そんな素敵な関係なのに、ちょっと切なさを感じた。
「俺は、美羽のことをもっと知りたい」
「うん。わたしも」
そっか。知りたいと思っているうちはまだ遠いのか。
もっと美羽を知って仲良くなりたい。わかり合いたい。
「わかり合って、一緒に寄り添いたい」
「うん」
短く返す美羽は嬉しそうにはにかむ。
「あ。景品!」
シリアスな空気をぶち壊し、美羽は机に並べた景品を見やる。
「とっていってもいい?」
「もちろん!」
そんなマイペースな彼女にクスッと笑いが浮かんでくる。
「なんの心配をしているんだよ。ばか」
やんわりと言うと、美羽はふくれっ面になる。
「もう。だって欲しいじゃない。景品」
「それもそうか。

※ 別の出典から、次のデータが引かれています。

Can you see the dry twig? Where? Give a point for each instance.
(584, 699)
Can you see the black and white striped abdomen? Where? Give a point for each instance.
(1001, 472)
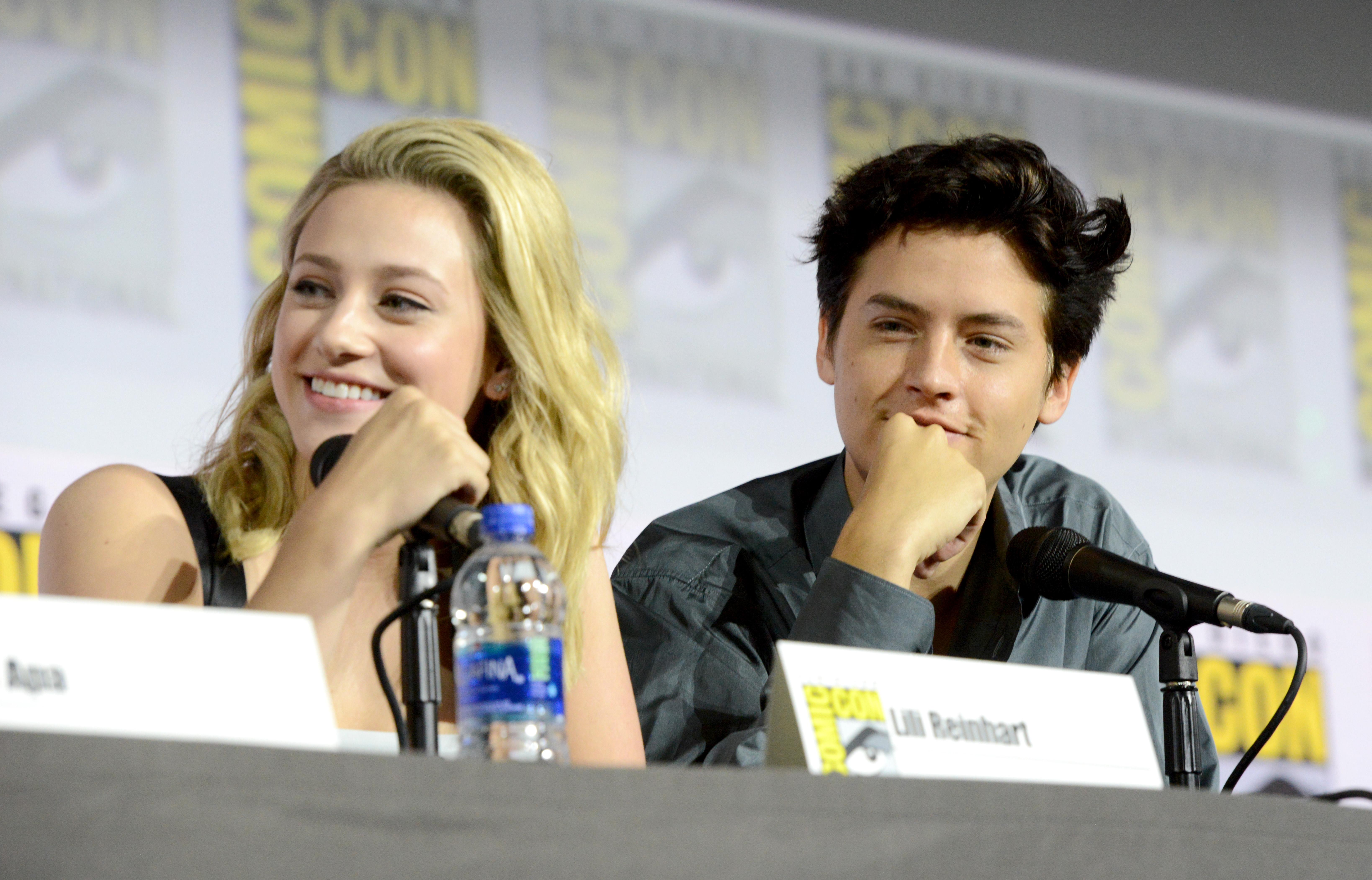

あとで食べよう」
俺はそう言って美羽の頭を撫でる。
嬉しそうに目を細め、ネコのように求めてくる。
撫でられる方の気分はどうなのだろう?
人によっては子ども扱いされていると思い、嫌がると聞いた。だが美羽は違うらしい。これからは頭を撫でることもしよう。
彼女の新たな発見に内心喜ぶ俺だった。